Quadruppani, Burgat, Guyotat, lectures pour un samedi
« La première chose, c'est qu'on n'a jamais autant tué d'animaux qu'aujourd'hui, on n'en a jamais autant exploités. Jamais la condition des animaux n'a été aussi dure. Ce sont par milliards qu'ils sont enfermés dans les bâtiments d'élevage, abattus à la chaîne tués par balle, par poison ou par piège à la chasse, pêchés, capturés pour leur fourrure ou leur "exotisme", utilisés dans des laboratoires, dressés et mutilés dans les cirques, abrutis de solitude dans les zoos…
L'urgence grandit. Car nous avons désormais les moyens scientifiques et techniques d'obtenir d'eux toujours plus: plus de viande, plus de lait, plus de connaissances scientifiques, plus de tout… Le monde animal est exténué. L'homme est en passe d'éradiquer les derniers animaux libres, au profit d'un stock à gérer apte à répondre à tous nos besoins, y compris les plus futiles. Le fait est là. » [Florence Burgat]
Lu sur le blog de l'ami Quadruppani [CLIC sur la tête de son chat pour accéder à ses Contrées magnifiques] ces quelques lignes incitant à se pencher sur les travaux de Florence Burgat, philosophe indispensable qu'on aurait tort de ne pas prendre au sérieux. J'ai repensé à une anecdote rapportée par Pierre Guyotat (né en 1940) dans le récit qu'il nous fait de son enfance. Voir un peu plus bas.
Un autre jour, je raconterai la rencontre Guyotat-Boetticher, il y a 22 ans, sur le plateau d'une émission de télé animée par Frédéric Mitterrand. Le clash des titans ? Il y avait un peu de ça.

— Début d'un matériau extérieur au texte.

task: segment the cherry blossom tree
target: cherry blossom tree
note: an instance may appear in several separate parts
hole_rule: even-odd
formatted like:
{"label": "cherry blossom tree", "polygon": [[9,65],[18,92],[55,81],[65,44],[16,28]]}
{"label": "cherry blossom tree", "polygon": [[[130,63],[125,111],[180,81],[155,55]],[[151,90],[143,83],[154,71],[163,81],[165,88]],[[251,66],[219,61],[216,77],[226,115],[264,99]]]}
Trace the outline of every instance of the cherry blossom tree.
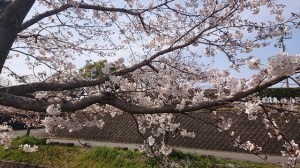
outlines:
{"label": "cherry blossom tree", "polygon": [[[257,21],[262,10],[269,11],[269,20]],[[283,11],[273,0],[1,0],[0,71],[19,83],[2,84],[0,105],[43,114],[41,123],[49,134],[62,127],[103,127],[101,116],[129,113],[145,139],[141,150],[156,156],[171,152],[161,136],[197,136],[181,128],[175,115],[204,110],[238,147],[258,154],[261,148],[240,142],[230,129],[231,119],[215,111],[230,106],[250,120],[263,118],[270,137],[286,141],[284,154],[295,165],[298,144],[284,136],[272,115],[299,118],[297,108],[268,106],[256,93],[295,74],[300,57],[279,53],[262,63],[251,54],[299,28],[300,13],[284,18]],[[206,63],[214,57],[226,58],[231,70]],[[24,58],[21,64],[31,71],[30,79],[5,63]],[[101,74],[97,78],[76,68],[79,59],[91,58],[111,60],[102,62],[100,70],[89,69]],[[243,79],[231,75],[241,67],[255,74]],[[146,136],[149,129],[152,135]],[[9,137],[1,136],[7,148]]]}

« Entre Condrieu et Chavanay, à l'intersection d'un chemin montant entre les vignobles, un chien traîne son arrière-train broyé sur la ligne de terre qu'il déplace jusqu'au milieu de la route bombée : par la vitre baissée, je l'entends japper, gémir ; il verse sur le côté, de sa gueule sort du sang, ses yeux se révulsent dans son au-delà, le cabriolet ralentit, le contourne. Je dis à mon père qu'il faut s'arrêter, tirer le chien sur le côté, et le soigner, qu'il y a tout ce qu'il faut dans le coffre pour le soigner. [Le père du narrateur est médecin.] Mon père me répond que c'est inutile, qu'il va mourir et que de toute façon un chien ne peut vivre avec deux pattes seulement. Comme dans notre village et dans les fermes de la montagne je vois des hommes mutilés, quelques-uns dans le village poussés sans jambes dans des fauteuils, je lui demande pourquoi un chien ne peut vivre sans ses quatre pattes. Mon père me réplique qu'un chien est fait pour courir, pour garder les troupeaux, et pour garder la maison, et que pour cela il faut quatre pattes. Je me tais : pourquoi garde-t-on en vie un homme sans jambes, et pourquoi faut-il tuer un chien dont les deux pattes arrière sont brisées? Pourquoi ne peut-on pas réparer ces deux pattes brisées ? Pourquoi un chien n'est-il fait que pour ce que les hommes lui assignent ? [...] je ne comprends pas qu'un "grand", de plus médecin, ne se soucie pas plus du sort d'un animal utile et familier : un chien aux pattes brisées, les enfants peuvent l'aimer, jouer avec lui. Pourquoi est-ce toujours au plus faible qu'on porte les coups ?
Pierre Guyotat, Formation, Gallimard, 2007.